THE EFFECT
"The effect of our bombardment was terrific. One man told me
he had never seen so many dead before."
War Correspondent.
"He'd never seen so many dead before."
They sprawled in yellow daylight while he swore
And gasped and lugged his everlasting load
Of bombs along what once had been a road.
"How peaceful are the dead."
Who put that silly gag in some one's head?
"He'd never seen so many dead before."
The lilting words danced up and down his brain,
While corpses jumped and capered in the rain.
No, no; he wouldn't count them any more….
The dead have done with pain:
They've choked; they can't come back to life again.
When Dick was killed last week he looked like that,
Flapping along the fire-step like a fish,
After the blazing crump had knocked him flat….
"How many dead?

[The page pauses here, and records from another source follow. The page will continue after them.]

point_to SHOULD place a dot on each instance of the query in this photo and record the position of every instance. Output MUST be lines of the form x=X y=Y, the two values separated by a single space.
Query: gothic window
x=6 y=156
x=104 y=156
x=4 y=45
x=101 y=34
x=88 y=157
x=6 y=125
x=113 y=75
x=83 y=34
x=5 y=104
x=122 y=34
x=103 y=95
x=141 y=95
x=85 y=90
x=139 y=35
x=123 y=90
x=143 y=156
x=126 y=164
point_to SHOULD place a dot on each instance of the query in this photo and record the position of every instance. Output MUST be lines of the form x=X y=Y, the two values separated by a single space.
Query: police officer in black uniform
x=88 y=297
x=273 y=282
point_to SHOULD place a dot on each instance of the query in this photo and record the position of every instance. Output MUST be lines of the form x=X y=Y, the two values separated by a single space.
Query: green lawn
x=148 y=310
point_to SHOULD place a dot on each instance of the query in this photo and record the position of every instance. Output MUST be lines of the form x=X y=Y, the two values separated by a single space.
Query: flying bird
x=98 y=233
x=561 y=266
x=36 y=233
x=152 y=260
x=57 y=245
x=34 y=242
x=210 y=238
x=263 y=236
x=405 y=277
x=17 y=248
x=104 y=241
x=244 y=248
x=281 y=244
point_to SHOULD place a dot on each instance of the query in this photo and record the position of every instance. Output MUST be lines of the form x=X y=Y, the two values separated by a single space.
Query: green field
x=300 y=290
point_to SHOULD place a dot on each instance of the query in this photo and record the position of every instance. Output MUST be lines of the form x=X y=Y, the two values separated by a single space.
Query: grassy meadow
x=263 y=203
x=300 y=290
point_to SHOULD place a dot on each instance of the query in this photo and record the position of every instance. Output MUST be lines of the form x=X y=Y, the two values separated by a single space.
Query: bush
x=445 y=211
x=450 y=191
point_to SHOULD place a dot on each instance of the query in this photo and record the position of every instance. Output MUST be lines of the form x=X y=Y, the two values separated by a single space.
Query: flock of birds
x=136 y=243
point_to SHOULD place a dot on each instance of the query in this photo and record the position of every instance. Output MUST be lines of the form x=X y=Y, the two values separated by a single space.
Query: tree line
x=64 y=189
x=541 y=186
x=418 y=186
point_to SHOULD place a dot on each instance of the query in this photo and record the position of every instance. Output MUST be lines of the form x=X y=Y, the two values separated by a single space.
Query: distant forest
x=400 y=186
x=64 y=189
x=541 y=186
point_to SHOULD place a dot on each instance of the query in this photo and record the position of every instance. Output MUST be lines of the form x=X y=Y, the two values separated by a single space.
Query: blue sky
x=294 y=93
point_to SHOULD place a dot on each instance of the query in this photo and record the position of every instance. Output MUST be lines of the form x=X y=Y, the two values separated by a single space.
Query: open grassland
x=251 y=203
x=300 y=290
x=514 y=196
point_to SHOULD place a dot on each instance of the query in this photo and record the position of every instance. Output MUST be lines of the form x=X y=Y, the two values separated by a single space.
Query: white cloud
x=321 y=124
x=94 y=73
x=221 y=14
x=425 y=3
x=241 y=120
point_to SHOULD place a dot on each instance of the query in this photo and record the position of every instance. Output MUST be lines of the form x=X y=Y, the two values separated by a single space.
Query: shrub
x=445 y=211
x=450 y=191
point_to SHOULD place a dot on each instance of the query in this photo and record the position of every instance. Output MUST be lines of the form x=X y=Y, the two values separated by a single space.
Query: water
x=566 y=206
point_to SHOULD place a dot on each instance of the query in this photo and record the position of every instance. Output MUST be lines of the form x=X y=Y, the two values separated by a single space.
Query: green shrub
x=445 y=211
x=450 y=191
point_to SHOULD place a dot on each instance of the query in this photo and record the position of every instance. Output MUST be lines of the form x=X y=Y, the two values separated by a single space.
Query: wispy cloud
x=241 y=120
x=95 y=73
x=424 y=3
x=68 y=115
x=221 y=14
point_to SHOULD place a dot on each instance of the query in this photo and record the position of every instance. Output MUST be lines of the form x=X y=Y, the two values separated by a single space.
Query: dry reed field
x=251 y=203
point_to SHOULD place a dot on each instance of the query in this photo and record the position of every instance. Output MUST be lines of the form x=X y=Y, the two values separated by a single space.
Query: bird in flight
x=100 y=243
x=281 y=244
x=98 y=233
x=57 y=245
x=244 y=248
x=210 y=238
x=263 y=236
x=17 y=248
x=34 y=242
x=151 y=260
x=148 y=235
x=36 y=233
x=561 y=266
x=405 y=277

As many as ever you wish.
Don't count 'em; they're too many.
Who'll buy my nice fresh corpses, two a penny?"
REMORSE
Lost in the swamp and welter of the pit,
He flounders off the duck-boards; only he knows
Each flash and spouting crash,—each instant lit
When gloom reveals the streaming rain. He goes
Heavily, blindly on. And, while he blunders,
"Could anything be worse than this?"—he wonders,
Remembering how he saw those Germans run,
Screaming for mercy among the stumps of trees:
Green-faced, they dodged and darted: there was one
Livid with terror, clutching at his knees….
Our chaps were sticking 'em like pigs…. "O hell!"
He thought—"there's things in war one dare not tell
Poor father sitting safe at home, who reads
Of dying heroes and their deathless deeds."